Medicine shortage, pharmacies are closing down. Serious repercussions also on the health system, already devastated by the war: “Syria’s pharmaceutical industries halted production due to a lack of expensive raw materials. Production costs exceed the selling prices set by the government. Thus medicine production involves loss of money. The result is a shortage of medicines and people hoarding drugs, especially for chronic diseases. Many pharmacies were forced to close for lack of supplies. Some hospitals are struggling to stock up on toilet paper and common medicines.” In this grim context, free treatment to the most disadvantaged groups is offered by three Catholic hospitals of the “Open Hospitals” project, developed by Card. Mario Zenari, Apostolic Nuncio to Syria, who entrusted its coordination to AVSI, an international organization offering assistance to the Syrian population on many fronts.

“Healthcare treatment for the local population is being continued at the Italian and French hospitals in Damascus and at St. Louis Hospital in Aleppo,” AVSI explained. We are trying to admit ever-increasing numbers of patients and save as many lives as we can. Severe diseases such as cancer have increased in recent years, especially among the young.”

Against sanctions. The NGO New Humanity, with its associate AMU – Action for a United World, is campaigning against sanctions on Syria, calling for their immediate suspension “at least for medical supplies and materials and for funds to cover these costs.” The recipients of the appeal, signed to date by over 17,000 people, include António Guterres, UN Secretary General; Donald J. Trump, President of the United States of America and David M. Sassoli, President of the European Parliament.

The promoting NGOs belonging to the Focolare movement informed SIR that “this initiative is independent of any political or ideological orientation with the objective of protecting the Syrian civilian population.” “The sanctions – say the NGOs – prevent investments and financial transactions, thus hindering trade, imports and exports. Syrians living abroad can no longer send money to family members.” The NGOs continue reporting ” hypocrisy surrounding the subject of sanctions:

They imposed an embargo on the purchase of iron because it could be used for military purposes only to allow weapons to arrive into Syria from all over the world.

Rather than impoverishing the Syrian people with sanctions, the EU and the US should instead identify avenues of dialogue for a negotiated solution to the conflict.

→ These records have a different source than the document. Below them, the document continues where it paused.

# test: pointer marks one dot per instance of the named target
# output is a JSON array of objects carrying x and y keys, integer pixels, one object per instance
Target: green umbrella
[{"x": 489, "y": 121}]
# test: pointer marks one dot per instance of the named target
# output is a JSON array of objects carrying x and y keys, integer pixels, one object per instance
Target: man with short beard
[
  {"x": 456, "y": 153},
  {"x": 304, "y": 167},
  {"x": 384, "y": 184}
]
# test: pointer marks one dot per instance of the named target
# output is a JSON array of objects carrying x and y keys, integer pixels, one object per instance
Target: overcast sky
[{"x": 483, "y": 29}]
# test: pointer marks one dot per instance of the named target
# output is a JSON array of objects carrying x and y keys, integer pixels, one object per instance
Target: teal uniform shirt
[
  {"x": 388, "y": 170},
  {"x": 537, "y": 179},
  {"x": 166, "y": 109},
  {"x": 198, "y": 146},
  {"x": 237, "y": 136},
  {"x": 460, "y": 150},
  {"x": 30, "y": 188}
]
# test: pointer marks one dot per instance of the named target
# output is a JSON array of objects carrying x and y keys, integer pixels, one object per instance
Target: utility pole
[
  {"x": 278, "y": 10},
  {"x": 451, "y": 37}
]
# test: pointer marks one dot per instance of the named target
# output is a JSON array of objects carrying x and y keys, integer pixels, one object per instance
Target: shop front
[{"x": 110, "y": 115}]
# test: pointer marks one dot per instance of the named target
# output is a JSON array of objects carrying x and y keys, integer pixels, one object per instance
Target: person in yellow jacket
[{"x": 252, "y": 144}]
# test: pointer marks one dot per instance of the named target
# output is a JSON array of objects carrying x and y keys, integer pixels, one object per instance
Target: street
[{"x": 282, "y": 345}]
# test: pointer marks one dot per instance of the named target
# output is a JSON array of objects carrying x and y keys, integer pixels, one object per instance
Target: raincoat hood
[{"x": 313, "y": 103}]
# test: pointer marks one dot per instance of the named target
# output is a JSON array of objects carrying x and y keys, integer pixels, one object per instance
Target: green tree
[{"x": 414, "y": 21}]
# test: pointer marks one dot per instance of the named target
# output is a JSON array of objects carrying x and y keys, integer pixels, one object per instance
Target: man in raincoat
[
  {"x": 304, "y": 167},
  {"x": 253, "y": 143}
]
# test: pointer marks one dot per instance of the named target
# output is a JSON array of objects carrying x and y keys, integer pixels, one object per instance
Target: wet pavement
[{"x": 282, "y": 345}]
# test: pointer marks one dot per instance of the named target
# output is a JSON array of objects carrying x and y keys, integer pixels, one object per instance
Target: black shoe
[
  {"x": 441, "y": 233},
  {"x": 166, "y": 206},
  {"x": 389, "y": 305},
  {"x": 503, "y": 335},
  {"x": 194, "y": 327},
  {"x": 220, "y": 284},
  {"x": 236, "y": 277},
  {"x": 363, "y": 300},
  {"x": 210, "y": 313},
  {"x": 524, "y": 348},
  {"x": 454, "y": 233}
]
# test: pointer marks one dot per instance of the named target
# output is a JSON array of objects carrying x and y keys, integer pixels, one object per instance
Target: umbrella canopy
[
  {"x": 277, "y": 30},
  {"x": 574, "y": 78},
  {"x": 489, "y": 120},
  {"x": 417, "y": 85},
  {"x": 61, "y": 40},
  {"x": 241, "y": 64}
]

Until now, there have never been people in Syria rummaging for food in garbage cans or selling their kidneys.” The Pro Terra Sancta Association, NGO of the Custody of the Holy Land, joined in the appeal for an end to the embargo on Syria, along with the Syrian Trappist nuns. In a letter the nuns call for an end to the sanctions which, they say, “are not the only root cause of Syria’s many difficulties. There are many responsibilities, including internal ones. The Country is now facing an economic war, to partition areas of power, for economic privileges and to exert influence over the territory”. This is why

“the internal political-economic system is urged to fight corruption and promote growth, serving the interests of the country by assisting all of its citizens.”